マスクを着用しない乗客を降車させたとして、国土交通省中部運輸局から、伊豆箱根バスが道路運送法に基づき行政処分を受けた話。
バスという閉じられた空間の中で、マスクを着用しない乗客を降ろすことができない運転手。他の乗客の視点が抜けていて、マスクを着用しない乗客とバス運転手の1対1で閉じた話で終わらせないといけないというのは、現実問題としては厳しい話。ただし、バス会社としては、バス停以外の場所で降車させたことが今回の問題のメインというリリースの仕方をしており、今後もマスク着用のお願いは継続するということなので、バス会社の向いている方向は良いように見える。
記事
走行中の路線バスに、マスクを着用しない客が乗車した。男性運転手は車内放送で着用を求めたが、客が従わなかったため、バス停ではない場所で停車。乗客に「降りてください」と言って降車させたという。
バス会社の事態説明リリース
http://www.izuhakone.co.jp/bus_kaiji_20220901%20.pdf
バス会社およびバス運転手ができること
マスクをしない乗客には、マスクしてと言うしか他にできることがないのか。
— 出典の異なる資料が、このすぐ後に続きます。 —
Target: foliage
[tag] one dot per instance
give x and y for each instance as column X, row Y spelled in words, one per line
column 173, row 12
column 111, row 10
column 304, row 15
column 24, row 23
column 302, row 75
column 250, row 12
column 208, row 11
バス会社コメントに、降車を求めたことは不適切だったとしながら、「マスク着用のお願いは継続する」と回答しているのは、他の乗客がマスクをして欲しいと考える乗客にとっては心強い。
他の乗客への考慮の要否
記事では、他の乗客の有無が書かれていない。この行為は、他の乗客がいるいないで状況が異なるかもしれない。バス会社のコメントで、「運転手は他の客に迷惑がかかると判断して降車を求めたが、不適切だった。マスク着用のお願いは継続する」となっているので、他の乗客がいた可能性はあるが、これから乗車する客のことを想定している可能性もなくはないので、他の乗客の有無を断言はできない。
他の乗客ができること
バス車内で、マスクをしない乗客がマスク着用を拒否したら、マスクをしていない他の乗客と一緒に乗車したくないと思う人がいた場合、自らが降りないといけないのか。マスクを着用しないという考えは1人で完結できるが、マスクをしていない他の乗客と一緒に乗車したくないという考えは自分だけでは完結しない。これを調整できるのはバス車内では、運転手だけである。しかし、その行為に対して行政処分が下ってしまっている。
問題の所在
バスの運転手が権限外のことをマスクを着用しない乗客に求めたことが問題なのではなくて、マスクを着用しない乗客と同じバスに乗りたくない他の乗客のことに配慮しない法律になっていることが問題なのではないか。行政処分ではなく、法整備が足りないように見えるのだが。 拒否されたら、他の乗客で、それを嫌う人は自ら降りないといけないのか。行政処分ではなく、法整備が足りないことが問題に見えるのだが。
バス会社の意志
但し、バス会社のリリースを見ると、文面にはお詫びの文言はない。「バス停以外の場所で降車させたこと等に対し」としており、主な問題は「バス停以外の場所で降車させたこと」だとしているように見える。つまり、マスクをしない乗客に対し降車させたことが誤った判断とはバス会社としては考えていないという思いが滲んでいる。コロナ時代に法整備が遅れていることを指摘した形の文になっていると言える。